If the 20th Century was the age of a Global Technological Revolution where Knowledge is prized, shouldn't the 21st Century be the age of Global Understanding where Wisdom is the key to surviving the next one hundred years?

I would argue that Knowledge is not in short supply. ICT and eLearning have been underestimated in their importance for the 21st Century; seen as nothing more than knowledge tools for delivery, assessment or manipulation. ICT and eLearning technology enables rapid finding and filtering of digitally stored knowledge. Why not develop tools/techniques or learning experiences that collect and analyse wisdom in its many forms and guises. Social networking, Blogs, and portfolios can demonstrate how a person's wisdom develops with experience and time. ICT and eLearning should focus less on isolated bits of knowledge and more on attaching wisdom to it as well…perhaps from case studies such as from past mistakes of others.

Businesses and government institutes would benefit from managers with knowledge and the wisdom to apply it appropriately. No more robotic "following policy", the seemingly persistent abdicating of responsibility, but instead the realization sometimes rules can be bent or broken if the intention behind them is understood. A global approach to "living for the future" rather than the selfish egocentric "living in the now" would start in the classrooms of today.

New Zealand's education system, with a slight modification of the assessment standards could lead the world for the post-knowledge era:
  • Achieved level NCEA exams can test knowledge
  • Merit level NCEA is about applying knowledge to new situations
  • Excellence level NCEA tests a student's wisdom.
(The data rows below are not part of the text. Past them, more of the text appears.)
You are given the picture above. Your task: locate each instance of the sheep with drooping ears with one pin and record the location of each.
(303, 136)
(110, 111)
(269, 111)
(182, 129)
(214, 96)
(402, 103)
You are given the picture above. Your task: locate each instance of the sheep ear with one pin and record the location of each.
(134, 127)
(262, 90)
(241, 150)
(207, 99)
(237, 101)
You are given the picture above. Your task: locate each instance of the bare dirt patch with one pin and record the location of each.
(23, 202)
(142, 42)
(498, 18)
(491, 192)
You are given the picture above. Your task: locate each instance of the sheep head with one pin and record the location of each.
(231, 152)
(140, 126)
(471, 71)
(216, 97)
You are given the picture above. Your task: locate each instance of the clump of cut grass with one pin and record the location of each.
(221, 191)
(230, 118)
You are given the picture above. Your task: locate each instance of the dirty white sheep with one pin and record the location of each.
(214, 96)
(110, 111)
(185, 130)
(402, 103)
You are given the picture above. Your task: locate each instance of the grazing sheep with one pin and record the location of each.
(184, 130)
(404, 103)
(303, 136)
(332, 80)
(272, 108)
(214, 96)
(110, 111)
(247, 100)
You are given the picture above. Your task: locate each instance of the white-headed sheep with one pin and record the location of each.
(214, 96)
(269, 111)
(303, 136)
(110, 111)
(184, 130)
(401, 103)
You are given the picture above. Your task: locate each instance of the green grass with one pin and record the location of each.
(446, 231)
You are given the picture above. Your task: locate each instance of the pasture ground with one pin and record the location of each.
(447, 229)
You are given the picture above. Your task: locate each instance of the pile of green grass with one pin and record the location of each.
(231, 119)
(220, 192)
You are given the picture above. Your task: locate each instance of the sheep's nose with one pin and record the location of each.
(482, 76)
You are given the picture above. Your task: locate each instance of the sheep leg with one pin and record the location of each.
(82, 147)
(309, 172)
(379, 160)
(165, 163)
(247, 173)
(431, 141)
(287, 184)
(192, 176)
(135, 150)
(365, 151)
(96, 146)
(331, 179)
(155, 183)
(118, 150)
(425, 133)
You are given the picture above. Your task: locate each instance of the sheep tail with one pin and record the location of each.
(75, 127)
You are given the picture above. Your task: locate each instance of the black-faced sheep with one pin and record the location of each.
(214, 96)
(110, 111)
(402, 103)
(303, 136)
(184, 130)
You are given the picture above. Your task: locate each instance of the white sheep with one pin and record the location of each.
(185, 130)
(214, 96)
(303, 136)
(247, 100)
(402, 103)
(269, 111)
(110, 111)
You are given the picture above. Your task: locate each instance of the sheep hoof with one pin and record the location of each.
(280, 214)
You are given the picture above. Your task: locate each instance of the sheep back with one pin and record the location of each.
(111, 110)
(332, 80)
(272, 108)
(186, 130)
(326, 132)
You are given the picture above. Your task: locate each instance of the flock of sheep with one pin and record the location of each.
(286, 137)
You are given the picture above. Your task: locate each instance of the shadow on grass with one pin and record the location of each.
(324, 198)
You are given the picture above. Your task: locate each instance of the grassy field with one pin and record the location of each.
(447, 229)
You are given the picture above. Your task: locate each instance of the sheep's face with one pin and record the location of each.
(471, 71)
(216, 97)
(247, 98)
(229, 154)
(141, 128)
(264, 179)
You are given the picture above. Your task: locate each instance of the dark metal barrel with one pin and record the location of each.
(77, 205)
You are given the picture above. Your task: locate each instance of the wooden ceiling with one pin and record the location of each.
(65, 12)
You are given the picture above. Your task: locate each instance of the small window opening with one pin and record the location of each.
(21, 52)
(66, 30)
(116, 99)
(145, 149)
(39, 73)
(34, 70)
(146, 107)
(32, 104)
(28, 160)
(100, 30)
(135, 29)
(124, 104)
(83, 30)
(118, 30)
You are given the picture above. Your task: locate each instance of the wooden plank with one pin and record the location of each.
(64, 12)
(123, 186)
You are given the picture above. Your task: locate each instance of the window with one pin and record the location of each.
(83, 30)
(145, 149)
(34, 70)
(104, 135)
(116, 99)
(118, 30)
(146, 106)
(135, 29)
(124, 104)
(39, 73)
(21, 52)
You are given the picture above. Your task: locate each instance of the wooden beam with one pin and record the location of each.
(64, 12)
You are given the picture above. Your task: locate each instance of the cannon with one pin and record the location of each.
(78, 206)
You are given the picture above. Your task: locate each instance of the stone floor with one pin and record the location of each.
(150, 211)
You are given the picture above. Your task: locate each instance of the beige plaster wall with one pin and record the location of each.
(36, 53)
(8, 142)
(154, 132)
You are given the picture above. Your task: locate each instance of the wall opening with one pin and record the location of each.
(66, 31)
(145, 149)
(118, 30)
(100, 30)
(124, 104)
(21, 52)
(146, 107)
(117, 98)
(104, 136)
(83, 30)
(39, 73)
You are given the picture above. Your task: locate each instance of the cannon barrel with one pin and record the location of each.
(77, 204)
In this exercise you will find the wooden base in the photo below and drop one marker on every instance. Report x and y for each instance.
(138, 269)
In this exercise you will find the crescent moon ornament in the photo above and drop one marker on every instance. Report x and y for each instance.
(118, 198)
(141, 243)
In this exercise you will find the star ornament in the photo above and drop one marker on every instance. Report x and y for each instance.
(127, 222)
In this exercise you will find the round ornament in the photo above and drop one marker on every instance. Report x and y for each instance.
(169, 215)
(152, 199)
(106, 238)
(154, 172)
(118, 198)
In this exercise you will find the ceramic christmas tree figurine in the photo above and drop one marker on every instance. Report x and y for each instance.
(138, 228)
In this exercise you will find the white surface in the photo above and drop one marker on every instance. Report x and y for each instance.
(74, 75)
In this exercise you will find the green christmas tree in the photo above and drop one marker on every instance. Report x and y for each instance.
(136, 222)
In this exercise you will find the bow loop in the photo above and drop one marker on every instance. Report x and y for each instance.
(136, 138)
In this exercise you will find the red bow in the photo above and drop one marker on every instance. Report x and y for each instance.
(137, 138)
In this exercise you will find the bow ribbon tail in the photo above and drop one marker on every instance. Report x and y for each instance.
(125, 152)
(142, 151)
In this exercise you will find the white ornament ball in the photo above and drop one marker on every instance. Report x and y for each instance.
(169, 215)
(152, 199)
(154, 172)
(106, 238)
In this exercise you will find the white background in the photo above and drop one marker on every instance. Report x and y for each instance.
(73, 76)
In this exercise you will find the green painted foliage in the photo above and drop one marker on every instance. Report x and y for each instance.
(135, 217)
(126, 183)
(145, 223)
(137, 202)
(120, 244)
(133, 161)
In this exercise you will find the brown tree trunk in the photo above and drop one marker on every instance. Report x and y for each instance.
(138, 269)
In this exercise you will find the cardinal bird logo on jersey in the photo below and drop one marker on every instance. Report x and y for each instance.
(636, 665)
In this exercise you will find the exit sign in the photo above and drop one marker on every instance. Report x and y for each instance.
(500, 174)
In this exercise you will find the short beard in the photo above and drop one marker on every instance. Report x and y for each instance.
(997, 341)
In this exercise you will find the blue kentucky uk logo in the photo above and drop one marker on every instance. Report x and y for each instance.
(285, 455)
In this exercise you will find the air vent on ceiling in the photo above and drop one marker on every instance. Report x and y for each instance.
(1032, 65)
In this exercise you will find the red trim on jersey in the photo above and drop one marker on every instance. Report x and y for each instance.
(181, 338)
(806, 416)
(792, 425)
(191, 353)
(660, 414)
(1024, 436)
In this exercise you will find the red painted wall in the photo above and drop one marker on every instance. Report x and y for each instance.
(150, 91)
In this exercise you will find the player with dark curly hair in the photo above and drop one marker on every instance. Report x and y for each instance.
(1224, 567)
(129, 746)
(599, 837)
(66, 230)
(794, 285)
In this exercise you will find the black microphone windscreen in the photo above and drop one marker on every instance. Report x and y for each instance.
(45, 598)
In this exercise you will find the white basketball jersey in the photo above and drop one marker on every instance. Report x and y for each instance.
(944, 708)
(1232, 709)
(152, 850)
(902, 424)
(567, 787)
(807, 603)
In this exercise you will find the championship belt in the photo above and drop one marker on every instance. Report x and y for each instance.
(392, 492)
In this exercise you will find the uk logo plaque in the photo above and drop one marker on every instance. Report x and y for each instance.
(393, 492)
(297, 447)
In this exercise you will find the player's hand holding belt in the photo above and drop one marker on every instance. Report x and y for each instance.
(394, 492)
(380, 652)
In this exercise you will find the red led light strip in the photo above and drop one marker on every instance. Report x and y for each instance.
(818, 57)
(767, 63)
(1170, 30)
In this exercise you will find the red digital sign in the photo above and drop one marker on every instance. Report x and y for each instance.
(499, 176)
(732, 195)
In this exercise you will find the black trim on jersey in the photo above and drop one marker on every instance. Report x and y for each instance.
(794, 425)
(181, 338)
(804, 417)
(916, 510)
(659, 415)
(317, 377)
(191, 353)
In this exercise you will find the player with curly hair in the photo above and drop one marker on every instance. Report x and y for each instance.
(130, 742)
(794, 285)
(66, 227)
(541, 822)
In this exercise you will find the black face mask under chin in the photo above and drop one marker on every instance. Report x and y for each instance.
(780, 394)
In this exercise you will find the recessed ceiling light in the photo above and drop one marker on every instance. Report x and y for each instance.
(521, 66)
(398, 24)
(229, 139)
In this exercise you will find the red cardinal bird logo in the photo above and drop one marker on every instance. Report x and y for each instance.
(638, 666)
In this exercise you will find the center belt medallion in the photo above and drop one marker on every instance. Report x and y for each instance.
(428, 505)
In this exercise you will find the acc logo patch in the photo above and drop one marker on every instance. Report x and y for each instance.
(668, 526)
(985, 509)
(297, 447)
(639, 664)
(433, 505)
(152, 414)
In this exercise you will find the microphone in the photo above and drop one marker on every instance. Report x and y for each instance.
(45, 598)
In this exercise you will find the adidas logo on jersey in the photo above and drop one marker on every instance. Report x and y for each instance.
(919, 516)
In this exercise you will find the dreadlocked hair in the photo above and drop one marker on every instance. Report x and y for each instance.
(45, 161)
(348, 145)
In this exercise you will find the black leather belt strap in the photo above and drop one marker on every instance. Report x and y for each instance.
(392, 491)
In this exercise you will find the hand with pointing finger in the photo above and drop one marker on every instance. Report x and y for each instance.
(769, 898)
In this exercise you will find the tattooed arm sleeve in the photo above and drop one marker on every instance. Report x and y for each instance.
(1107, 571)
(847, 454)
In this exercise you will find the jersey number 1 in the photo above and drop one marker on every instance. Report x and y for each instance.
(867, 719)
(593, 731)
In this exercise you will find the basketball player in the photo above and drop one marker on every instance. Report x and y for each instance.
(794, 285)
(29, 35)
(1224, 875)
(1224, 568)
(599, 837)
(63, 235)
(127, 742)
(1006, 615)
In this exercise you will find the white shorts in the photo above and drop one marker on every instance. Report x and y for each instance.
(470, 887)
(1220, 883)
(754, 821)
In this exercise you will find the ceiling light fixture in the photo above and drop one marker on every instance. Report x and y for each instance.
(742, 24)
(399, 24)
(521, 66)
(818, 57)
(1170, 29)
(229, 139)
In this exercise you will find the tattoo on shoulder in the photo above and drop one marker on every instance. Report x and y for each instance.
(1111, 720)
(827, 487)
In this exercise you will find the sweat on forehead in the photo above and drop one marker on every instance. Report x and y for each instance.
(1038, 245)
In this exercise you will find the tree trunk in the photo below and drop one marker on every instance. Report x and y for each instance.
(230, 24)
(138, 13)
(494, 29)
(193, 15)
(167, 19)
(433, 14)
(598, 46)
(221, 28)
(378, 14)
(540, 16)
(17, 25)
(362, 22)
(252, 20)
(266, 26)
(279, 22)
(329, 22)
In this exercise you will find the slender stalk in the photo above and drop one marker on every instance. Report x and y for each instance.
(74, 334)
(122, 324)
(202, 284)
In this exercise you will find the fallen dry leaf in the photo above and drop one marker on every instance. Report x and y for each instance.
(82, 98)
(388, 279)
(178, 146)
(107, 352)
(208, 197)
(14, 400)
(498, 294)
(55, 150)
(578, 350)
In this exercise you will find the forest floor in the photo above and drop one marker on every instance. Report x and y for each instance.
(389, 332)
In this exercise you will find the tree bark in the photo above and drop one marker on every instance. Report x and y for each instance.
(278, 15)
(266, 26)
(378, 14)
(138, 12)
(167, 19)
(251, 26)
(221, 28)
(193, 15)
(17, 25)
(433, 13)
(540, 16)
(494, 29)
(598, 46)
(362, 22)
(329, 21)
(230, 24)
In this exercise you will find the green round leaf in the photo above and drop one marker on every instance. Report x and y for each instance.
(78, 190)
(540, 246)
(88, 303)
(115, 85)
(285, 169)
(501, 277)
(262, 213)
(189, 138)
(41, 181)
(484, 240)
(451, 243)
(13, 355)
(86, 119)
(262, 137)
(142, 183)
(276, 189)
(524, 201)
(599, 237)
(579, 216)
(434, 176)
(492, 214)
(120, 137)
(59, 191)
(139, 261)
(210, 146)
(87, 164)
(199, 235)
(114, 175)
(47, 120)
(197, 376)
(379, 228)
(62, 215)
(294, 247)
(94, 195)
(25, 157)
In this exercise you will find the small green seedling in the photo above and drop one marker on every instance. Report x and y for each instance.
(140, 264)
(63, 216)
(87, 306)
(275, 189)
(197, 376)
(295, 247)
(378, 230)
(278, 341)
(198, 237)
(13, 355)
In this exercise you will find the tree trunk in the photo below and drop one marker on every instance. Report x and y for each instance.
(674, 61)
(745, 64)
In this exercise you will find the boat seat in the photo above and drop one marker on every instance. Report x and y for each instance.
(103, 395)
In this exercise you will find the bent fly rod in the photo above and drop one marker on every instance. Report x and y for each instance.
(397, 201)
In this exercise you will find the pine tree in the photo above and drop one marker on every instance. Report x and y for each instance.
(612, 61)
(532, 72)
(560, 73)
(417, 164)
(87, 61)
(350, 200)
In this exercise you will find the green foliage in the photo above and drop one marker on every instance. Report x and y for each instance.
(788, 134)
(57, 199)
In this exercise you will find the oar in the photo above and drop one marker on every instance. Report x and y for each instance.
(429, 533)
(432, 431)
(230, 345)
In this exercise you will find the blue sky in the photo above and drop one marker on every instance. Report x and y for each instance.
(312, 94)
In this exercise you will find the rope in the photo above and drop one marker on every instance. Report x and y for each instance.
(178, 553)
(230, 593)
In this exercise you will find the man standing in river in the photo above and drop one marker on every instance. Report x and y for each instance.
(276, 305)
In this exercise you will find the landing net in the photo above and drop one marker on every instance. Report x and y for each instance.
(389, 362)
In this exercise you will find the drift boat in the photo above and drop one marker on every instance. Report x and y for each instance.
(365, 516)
There would be no Scholarship exam as this is of questionable validity and reliability anyway. Scholarships would be awarded to students demonstrating wisdom.

An awareness of the need for knowledge tempered by wisdom would generate a new breed of scientists, technologists, entrepreneurs and bureaucrats. This new breed is essential to the survival of a present day society that seems to have marveled at its cleverness but forgotten that our collective actions have consequences in the real physical world. The first steps appear to have been taken; there is already talk about "sustainability" in government circles but this appears to be out of desperation rather than an interest to evolve a less selfish culture of consumers.

We live on an island called Earth that is floating in the sea called Space. Man cannot afford to make this island uninhabitable. There are no Space Ships to take us to other island planets.

Why keep trying to come up with more technology to deal with the effects of the misuse of earlier technology? …didn't someone say we should work smarter not harder?

If nothing else, history has demonstrated time and again that wisdom rather than knowledge is the key to survival and happiness.